The governor, who is currently serving his third term and completed a decade in office in January, is facing an escalating backlash over the allegations of sexual harassment in less than a week. The veteran leader also said he never touched or propositioned anyone inappropriately, ruling out the allegation of one of the aides who said he kissed her on her lips following a one-on-one briefing.
NY AG Letitia James wants fair probe
Cuomo’s soft stance came after a 24-hour whirlwind that started with a new accusation of sexual harassment on Saturday and growing calls from prominent New York Democrats for an independent probe into the charges. Cuomo’s efforts to guide that investigative process also went in vain after New York State Attorney General Letitia James rejected his proposal that she and the New York chief judge jointly pick an independent attorney to carry out a thorough review of the claims brought against him. James, who revealed the nursing home issue in a report a few weeks ago, said the process should be free from any perception that either the governor or his allies was interfering.

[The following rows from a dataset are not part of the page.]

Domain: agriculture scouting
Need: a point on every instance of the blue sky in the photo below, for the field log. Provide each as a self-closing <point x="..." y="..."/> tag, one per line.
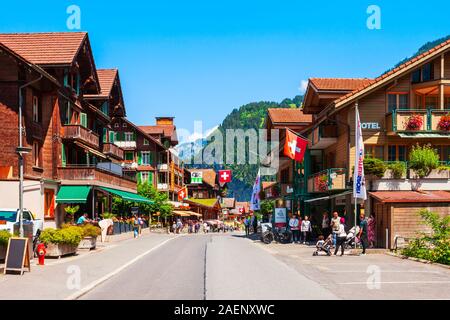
<point x="197" y="60"/>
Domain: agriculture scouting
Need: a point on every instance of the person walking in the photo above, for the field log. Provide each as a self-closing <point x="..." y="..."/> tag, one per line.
<point x="335" y="223"/>
<point x="247" y="226"/>
<point x="325" y="224"/>
<point x="305" y="229"/>
<point x="255" y="224"/>
<point x="363" y="232"/>
<point x="371" y="232"/>
<point x="294" y="225"/>
<point x="340" y="240"/>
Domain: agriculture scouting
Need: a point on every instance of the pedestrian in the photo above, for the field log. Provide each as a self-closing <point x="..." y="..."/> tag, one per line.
<point x="363" y="232"/>
<point x="294" y="225"/>
<point x="371" y="232"/>
<point x="340" y="239"/>
<point x="325" y="224"/>
<point x="306" y="229"/>
<point x="255" y="224"/>
<point x="135" y="221"/>
<point x="335" y="222"/>
<point x="247" y="226"/>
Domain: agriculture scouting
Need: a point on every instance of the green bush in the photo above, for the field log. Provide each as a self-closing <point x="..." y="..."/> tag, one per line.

James’s office sought an official referral that would provide the investigation -- handled by an outside law firm -- subpoena power. The embattled governor’s latest words came soon after James turned down his offer.
Initially, the NY governor agreed that James could handle the investigation but only if his ally -- Judge Janet DiFiore -- worked alongside her. But James said: “To clarify, I do not accept the governor's proposal. The state's Executive Law clearly gives my office the authority to investigate this matter once the governor provides a referral. While I have deep respect for Chief Judge DiFiore, I am the duly elected attorney general and it is my responsibility to carry out this task, per Executive Law. The governor must provide this referral so an independent investigation with subpoena power can be conducted.”
Cuomo, who got praised for his leadership role at a time when the Covid-19 pandemic engulfed the Empire State but came under scrutiny once the nursing home deaths issue came to the fore, said he would often be “playful and make jokes that I think are funny... (and) tease people in what I think is a good-natured way. I do it in public and in private. You have seen me do it at briefings hundreds of times”.
Cuomo said his “joking” was an effort to add “levity and banter” to “serious business” but acknowledged that it might have gone too far.
Charlotte Bennett, a 25-year-old former aide to the governor, recently told The New York Times that the latter had put before her inappropriate personal questions and that he was open to having relationships with women in their 20s and left her with an impression that he “wanted to sleep” with her. She though said that the Democrat never made any physical advances.
Before Bennett, Lindsey Boylan, 36, claimed that Cuomo had asked her to play strip poker and kissed her on her lips without taking permission when she worked for him in 2017.